Para mí, este fue mi primer viaje a territorios zapatistas. Claro que estaba emocionada, desde mi vida citadina me acostumbré a romantizar los documentales que ponían mi familiares “rojillos”, como les dice mi abuela. Me di cuenta que pisar tierras zapatistas no te convierte automáticamente en revolucionaria. Pero aún con los choques de realidades y los baldes de agua fría en los que capte la otrificación que hacíamos, también vi mucha esperanza, conexiones y aprendizajes.

A las zapatistas tenemos que aprenderles mucho, y a nosotras nos hace falta ser más críticas desde nuestras concepciones, privilegios e incluso feminismos.

Todo lo hablado, el apoyo, la creatividad y el intercambio de ideas que se fomentaron pienso que tiene el poder de traducirse en algo mucho más grande y más palpable. Hay un efecto dominó que nos impacta positivamente. Pero si no vemos más allá de nuestras diferencias o conocimientos ya establecidos ¿realmente lograremos un cambio?

Sentir para volver al cuerpo

El último día, despertamos en un baile golpeando el piso con todo el cuerpo, gritando hasta agotar la voz, moviendo el alma para honrar a las mujeres asesinadas y desaparecidas. Para soltar, llorar y terminar ligeras.

A veces todo lo que podemos hacer es sentir. Y creo que cuando sentimos, creamos espacio para que nuestra sabiduría hable desde el núcleo y trascienda los pensamientos o palabras que nos han dejado vacías, tristes, con miedo y dolor. Sentir, conectar con lo que somos y respirar. Dejar que la emoción pase y que la voz interior te guíe de regreso al amor y a tu centro.

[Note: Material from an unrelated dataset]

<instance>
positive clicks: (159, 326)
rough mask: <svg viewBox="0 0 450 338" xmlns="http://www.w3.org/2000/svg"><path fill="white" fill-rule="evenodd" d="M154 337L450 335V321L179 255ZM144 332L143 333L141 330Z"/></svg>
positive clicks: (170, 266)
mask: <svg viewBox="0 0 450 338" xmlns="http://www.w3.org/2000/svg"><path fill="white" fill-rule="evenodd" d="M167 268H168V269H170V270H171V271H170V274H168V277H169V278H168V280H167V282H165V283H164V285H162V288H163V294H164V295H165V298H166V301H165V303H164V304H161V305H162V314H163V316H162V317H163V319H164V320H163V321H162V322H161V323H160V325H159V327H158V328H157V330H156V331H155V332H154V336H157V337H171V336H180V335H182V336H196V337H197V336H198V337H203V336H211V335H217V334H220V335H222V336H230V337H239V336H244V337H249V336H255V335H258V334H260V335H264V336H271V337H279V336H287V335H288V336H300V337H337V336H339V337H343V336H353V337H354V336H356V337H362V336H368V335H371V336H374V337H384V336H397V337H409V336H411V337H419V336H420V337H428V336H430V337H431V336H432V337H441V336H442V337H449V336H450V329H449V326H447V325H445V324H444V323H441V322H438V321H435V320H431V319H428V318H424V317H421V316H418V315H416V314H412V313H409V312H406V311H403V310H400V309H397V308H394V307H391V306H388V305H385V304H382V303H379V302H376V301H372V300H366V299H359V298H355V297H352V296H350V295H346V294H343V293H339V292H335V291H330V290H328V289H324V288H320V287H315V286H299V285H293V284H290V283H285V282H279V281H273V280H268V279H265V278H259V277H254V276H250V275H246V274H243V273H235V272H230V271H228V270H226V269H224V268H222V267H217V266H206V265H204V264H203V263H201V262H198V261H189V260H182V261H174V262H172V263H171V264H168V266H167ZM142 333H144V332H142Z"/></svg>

Por la mañana del 29 de diciembre, el encuentro terminaba, algunas chicas empacaban sus cosas, nos abrazamos e intercambiamos correos. Mientras el partido de fútbol iniciaba, se pintaba un mural y programaban las actividades que darían fin a 3 días de reflexión.

Mientras guardaba mis cosas, pensé que la verdadera conexión nunca es forzada. Vive en el espacio central entre las personas. Los encuentros entre mujeres me enseñan a liberar los miedos al rechazo y juicio, a dejar ir el control, ser más abierta. Me gusta sentirme acompañada porque sé que no tengo que cuidarme sola, somos manada. Si me permito ser apoyada, puedo vivir la vida con mucha más facilidad y dejar espacio para que ocurra la conexión.

Al salir de Altamirano, me quedé con la imagen del caracol, que enseña a crecer desde adentro y proyectarse al exterior, paso a paso dejando huellas positivas, haciendo más fácil la aventura de vivir. Y que, en esa misión, el alma es la gran maestra.

Ahora es 2020 y parece que tenemos las mismas condiciones que teníamos el año anterior. Pero compañeras no dejemos que esto sea así, tenemos que estar dispuestas a escuchar, oler, sentir y aprender. A sintetizar y sintonizar sensaciones, y concepciones. A pensar más allá de la teoría y lo conocido. Aceptar la diferencia y en esta guerra que nos quiere dividir, mejor unir. Se avecina un terreno delicado, para cada una desde su activismo, desde su realidad y posición geográfica. No nos olvidemos que la lucha se hace con la cabeza y el corazón.

Yo veo un presente vibrante abriendo camino a un futuro digno.